Sports on the Radio is Still Free…Maybe

July 19, 2016

I just got my cable bill and noticed the ever-increasing charges for watching my local sports teams. As the tickets of the live events increase and fewer people attend, fans can turn to the television to catch almost every ballgame. This is where the cable and satellite providers nail you. They hook you on their sports package, and your wallet is what they want to keep you digging into. Sure, it's still cheaper than going to a game, but when your bill climbs to $150 a month, you might need to take a hard look at what you are getting.

For instance, I subscribe to the satellite sports package in my household, and my overall tab is running $140 a month. My bill includes some movie channels, but most importantly, I watch my local teams viewed in High Definition. I pay extra for the HD viewing as well. Once you notice the clarity, you can never look at the standard definition again. Some local teams play as much as fifty miles from my house and are not feasible to attend during the week. I have the luxury of watching all games on the big screen, in a lazy boy chair with a cup holder.

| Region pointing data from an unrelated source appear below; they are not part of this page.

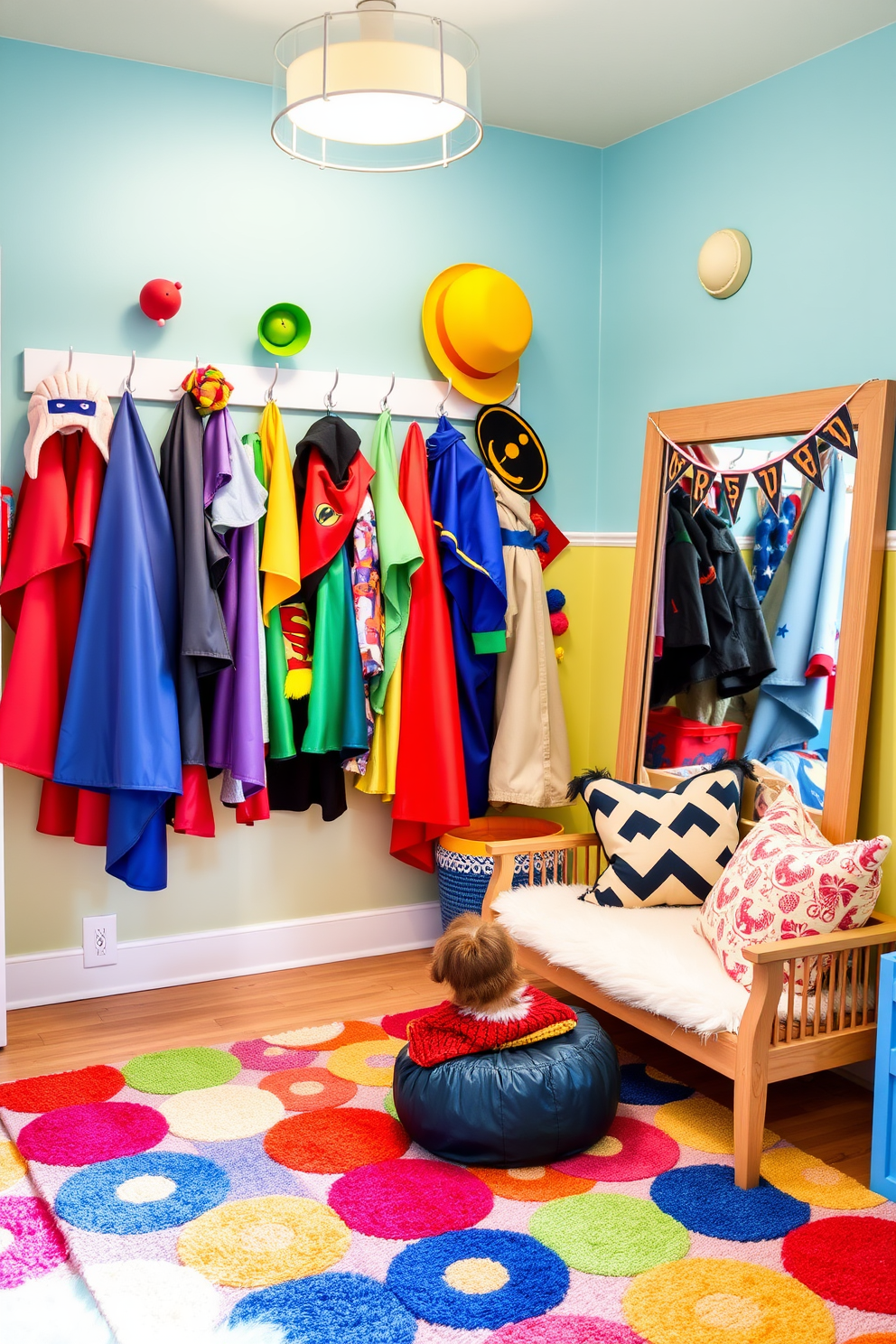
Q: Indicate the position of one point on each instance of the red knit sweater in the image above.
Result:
(450, 1031)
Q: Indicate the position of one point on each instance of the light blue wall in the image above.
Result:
(805, 164)
(113, 173)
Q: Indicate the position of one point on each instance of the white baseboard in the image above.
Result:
(55, 977)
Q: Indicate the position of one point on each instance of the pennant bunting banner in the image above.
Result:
(733, 485)
(700, 485)
(676, 467)
(770, 477)
(838, 432)
(835, 430)
(807, 459)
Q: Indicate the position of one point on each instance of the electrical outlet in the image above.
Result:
(101, 941)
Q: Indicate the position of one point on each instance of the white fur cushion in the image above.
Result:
(650, 958)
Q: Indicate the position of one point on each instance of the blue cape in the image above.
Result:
(791, 705)
(471, 554)
(120, 730)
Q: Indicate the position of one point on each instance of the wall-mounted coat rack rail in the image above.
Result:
(295, 388)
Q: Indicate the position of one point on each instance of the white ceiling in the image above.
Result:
(587, 70)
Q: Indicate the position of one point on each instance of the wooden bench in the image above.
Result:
(826, 1029)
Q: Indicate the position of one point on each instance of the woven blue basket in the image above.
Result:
(463, 878)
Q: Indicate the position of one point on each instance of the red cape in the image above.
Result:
(430, 785)
(41, 598)
(330, 511)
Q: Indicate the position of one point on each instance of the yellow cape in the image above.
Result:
(280, 554)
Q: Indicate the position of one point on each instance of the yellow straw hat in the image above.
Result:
(476, 324)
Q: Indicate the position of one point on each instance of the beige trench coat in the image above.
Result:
(531, 754)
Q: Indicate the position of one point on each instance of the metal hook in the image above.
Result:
(181, 386)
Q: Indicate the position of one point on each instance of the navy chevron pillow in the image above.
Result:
(665, 848)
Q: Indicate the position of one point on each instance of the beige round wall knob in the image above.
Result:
(724, 262)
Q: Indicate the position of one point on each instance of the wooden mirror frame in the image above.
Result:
(873, 413)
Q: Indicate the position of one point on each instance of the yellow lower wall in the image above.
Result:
(294, 866)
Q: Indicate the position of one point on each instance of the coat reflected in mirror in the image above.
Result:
(749, 577)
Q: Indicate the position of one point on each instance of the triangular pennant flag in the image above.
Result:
(838, 432)
(700, 485)
(807, 459)
(770, 480)
(733, 485)
(676, 467)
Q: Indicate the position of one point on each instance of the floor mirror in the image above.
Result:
(770, 648)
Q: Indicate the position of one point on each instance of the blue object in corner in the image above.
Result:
(882, 1144)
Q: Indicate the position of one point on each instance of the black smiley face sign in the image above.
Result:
(512, 449)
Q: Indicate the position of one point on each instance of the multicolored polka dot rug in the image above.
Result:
(265, 1192)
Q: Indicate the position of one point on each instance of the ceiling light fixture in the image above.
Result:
(372, 90)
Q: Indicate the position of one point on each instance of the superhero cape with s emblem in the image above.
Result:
(328, 514)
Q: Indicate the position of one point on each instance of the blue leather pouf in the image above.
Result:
(526, 1106)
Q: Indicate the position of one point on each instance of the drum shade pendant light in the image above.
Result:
(374, 90)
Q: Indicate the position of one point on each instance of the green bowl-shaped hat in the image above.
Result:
(284, 330)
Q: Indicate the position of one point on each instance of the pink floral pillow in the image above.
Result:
(788, 882)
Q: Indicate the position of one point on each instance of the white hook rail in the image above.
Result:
(297, 388)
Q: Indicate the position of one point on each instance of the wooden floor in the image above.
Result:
(824, 1115)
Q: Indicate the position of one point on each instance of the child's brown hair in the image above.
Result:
(476, 960)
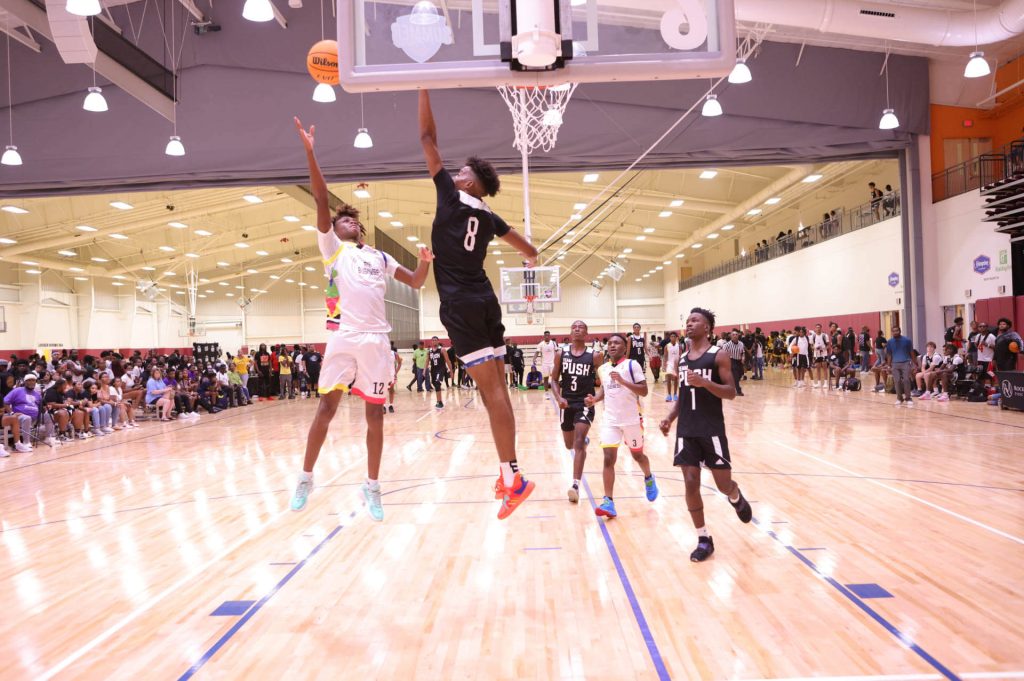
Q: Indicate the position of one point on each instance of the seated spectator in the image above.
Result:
(24, 402)
(841, 368)
(1007, 347)
(159, 394)
(931, 364)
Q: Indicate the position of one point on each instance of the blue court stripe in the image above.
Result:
(648, 638)
(889, 627)
(255, 608)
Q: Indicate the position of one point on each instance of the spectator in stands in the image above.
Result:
(899, 360)
(986, 346)
(160, 394)
(876, 199)
(535, 380)
(23, 402)
(840, 367)
(1008, 346)
(931, 365)
(889, 201)
(285, 366)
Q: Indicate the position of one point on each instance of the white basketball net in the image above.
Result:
(537, 114)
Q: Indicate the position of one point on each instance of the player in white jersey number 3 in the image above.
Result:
(358, 354)
(623, 384)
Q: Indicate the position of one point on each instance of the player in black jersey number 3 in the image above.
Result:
(462, 230)
(706, 379)
(573, 377)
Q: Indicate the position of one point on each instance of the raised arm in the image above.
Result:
(519, 243)
(417, 278)
(317, 185)
(428, 135)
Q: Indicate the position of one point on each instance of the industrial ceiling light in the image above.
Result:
(83, 7)
(740, 73)
(258, 10)
(363, 138)
(10, 156)
(976, 66)
(712, 107)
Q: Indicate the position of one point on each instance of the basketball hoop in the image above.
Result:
(537, 116)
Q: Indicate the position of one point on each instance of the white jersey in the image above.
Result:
(547, 350)
(622, 407)
(356, 282)
(672, 357)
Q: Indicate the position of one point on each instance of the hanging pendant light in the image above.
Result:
(324, 93)
(363, 138)
(977, 66)
(10, 156)
(83, 7)
(174, 145)
(740, 73)
(258, 10)
(94, 101)
(712, 107)
(888, 120)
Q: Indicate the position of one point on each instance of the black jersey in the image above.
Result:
(576, 376)
(699, 411)
(434, 356)
(638, 347)
(462, 230)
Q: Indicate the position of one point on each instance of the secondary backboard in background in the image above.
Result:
(539, 286)
(404, 44)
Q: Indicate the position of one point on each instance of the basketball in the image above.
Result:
(322, 61)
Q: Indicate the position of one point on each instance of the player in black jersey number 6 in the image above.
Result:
(462, 230)
(706, 379)
(573, 377)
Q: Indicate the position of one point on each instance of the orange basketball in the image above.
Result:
(323, 61)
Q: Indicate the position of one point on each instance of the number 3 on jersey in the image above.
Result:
(471, 226)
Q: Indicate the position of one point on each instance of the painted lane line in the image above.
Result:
(648, 638)
(937, 507)
(179, 584)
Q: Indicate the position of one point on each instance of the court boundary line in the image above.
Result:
(648, 637)
(178, 584)
(938, 507)
(859, 602)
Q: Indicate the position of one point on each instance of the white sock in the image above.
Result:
(508, 477)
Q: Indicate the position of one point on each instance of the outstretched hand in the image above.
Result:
(308, 136)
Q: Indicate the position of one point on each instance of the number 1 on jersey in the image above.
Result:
(471, 226)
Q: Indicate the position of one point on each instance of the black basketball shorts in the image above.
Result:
(474, 325)
(711, 452)
(577, 414)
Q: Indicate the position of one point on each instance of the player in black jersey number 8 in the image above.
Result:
(706, 379)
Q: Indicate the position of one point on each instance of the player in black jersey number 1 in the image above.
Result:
(706, 379)
(573, 377)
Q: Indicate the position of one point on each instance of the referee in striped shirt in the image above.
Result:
(736, 352)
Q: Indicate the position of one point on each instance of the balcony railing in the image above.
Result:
(844, 222)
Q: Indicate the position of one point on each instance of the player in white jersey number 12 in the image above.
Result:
(358, 356)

Where is all of this leading to? Television contracts are driving up the revenue for pro sports, which means players are being paid more. When players are compensated more, the cost for seats rises in price, TV contracts rise, cable and satellite cost too, and the cycle keeps repeating itself over and over. The days of getting a free game on your TV are almost extinct unless you own a nifty pair of rabbit ears (you know the antenna prongs you can set up in your house), or you are sporting an old aerial antenna on your rooftop. This eliminates 99% of sports fans who are paying for the cable/dish robbery.

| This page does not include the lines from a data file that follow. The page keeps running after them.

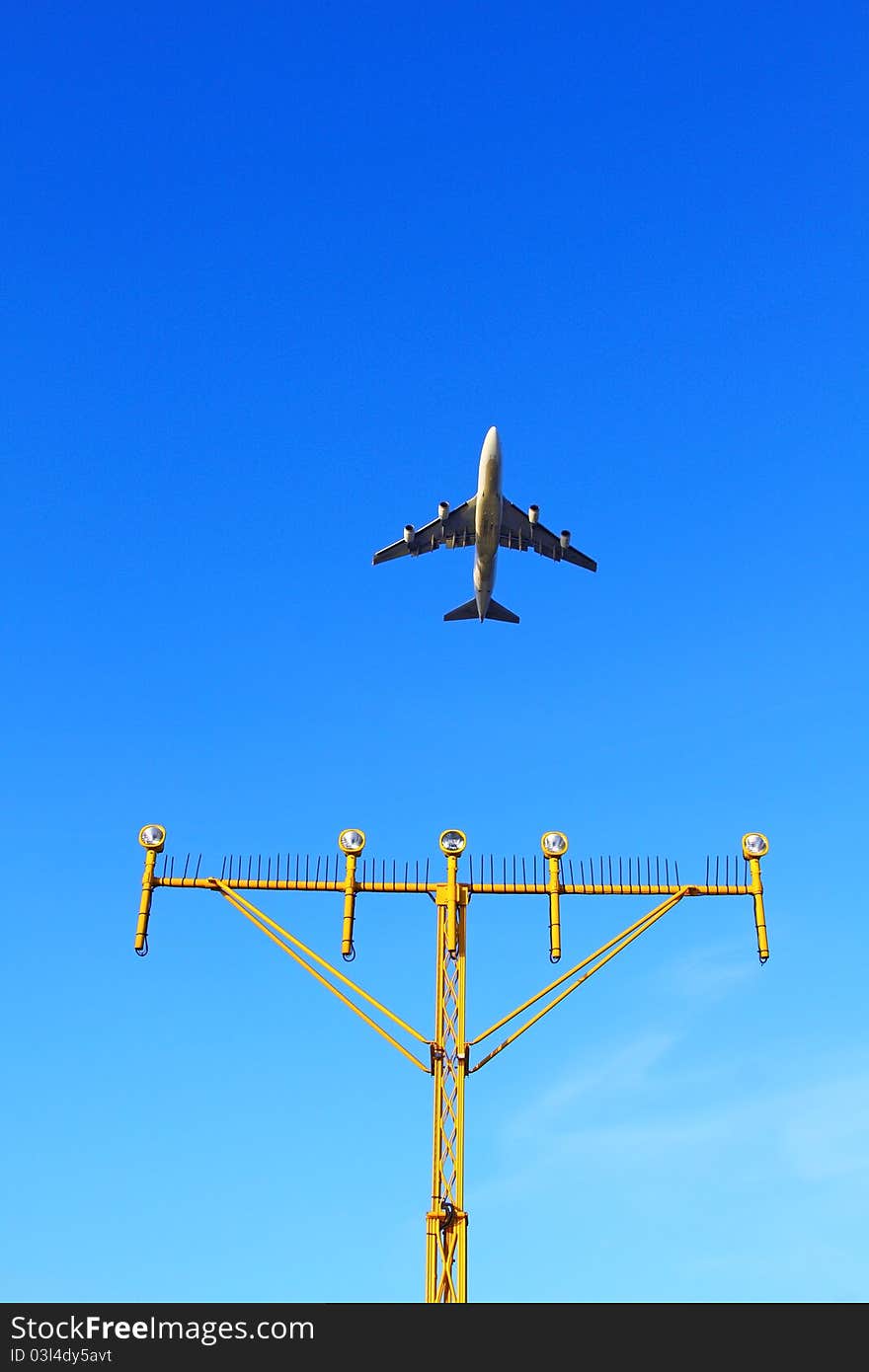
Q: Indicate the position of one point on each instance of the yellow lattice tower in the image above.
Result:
(449, 1051)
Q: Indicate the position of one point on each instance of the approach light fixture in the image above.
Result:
(153, 836)
(452, 841)
(352, 840)
(553, 844)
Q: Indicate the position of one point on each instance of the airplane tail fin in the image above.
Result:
(495, 611)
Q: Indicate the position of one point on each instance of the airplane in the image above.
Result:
(486, 521)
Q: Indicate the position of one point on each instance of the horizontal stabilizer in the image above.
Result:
(467, 611)
(495, 611)
(502, 612)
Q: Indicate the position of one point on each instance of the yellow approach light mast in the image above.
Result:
(449, 1056)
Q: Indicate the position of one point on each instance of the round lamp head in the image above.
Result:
(153, 836)
(352, 840)
(452, 841)
(553, 843)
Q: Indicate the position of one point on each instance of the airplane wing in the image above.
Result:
(457, 530)
(517, 531)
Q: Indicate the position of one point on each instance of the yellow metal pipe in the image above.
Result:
(347, 933)
(759, 917)
(555, 914)
(484, 888)
(261, 919)
(647, 924)
(585, 962)
(144, 904)
(452, 868)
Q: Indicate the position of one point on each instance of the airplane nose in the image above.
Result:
(492, 442)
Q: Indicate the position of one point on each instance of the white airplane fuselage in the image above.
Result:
(488, 520)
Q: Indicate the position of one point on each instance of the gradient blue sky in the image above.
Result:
(270, 274)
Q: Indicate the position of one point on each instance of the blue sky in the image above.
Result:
(270, 274)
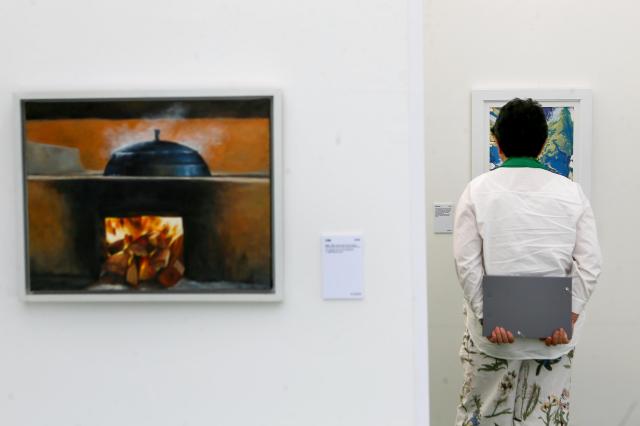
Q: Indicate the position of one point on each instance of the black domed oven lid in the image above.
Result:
(156, 158)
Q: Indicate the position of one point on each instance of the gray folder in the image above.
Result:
(527, 306)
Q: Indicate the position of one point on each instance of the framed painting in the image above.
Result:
(568, 147)
(152, 196)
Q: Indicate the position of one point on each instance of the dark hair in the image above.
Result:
(521, 128)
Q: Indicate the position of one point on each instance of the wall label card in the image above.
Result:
(443, 218)
(342, 264)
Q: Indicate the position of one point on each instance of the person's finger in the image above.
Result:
(505, 338)
(505, 335)
(497, 334)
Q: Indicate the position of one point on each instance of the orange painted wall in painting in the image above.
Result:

How do we get around paying the ransom? Well, you have a few choices which are not perfect but do offer some solace. The radio is still free last time I checked. Unless you add gasoline in the car or the electricity or battery, it needs to run one. You can go to a friend's house and bribe him with beer and snacks to let you view a game. You can go to a sports bar, order a coke and eat the complimentary pretzels and hopefully, you are not thrown out. Hmmm, this is not as easy as I thought. The only other way to check out a free game is to go to a store that has a big-screen television and ask them to turn on a ballgame for you while you sit on one of those comfy couches.

On a serious note, be prepared to keep digging deeper into your wallet to see all sporting events unless you are willing only to take in pickup basketball games at the park. When you think about it, your property taxes are paying for the upkeep of that park, and those are only going up too. It comes down to how much you are willing to pay and how important this is to you. I see the cost as a luxury to receive sporting events in my living room while sitting in my big recliner looking at the 55" screen. It hasn't reached the point for me to cancel the sports channel, but there may come a time when I turn to my transistor radio and putter around in the garage as my dad did. This was gratifying to him to have the ballgame on while he was multitasking. He was multitasking before the word was invented, and all because he loved his sports.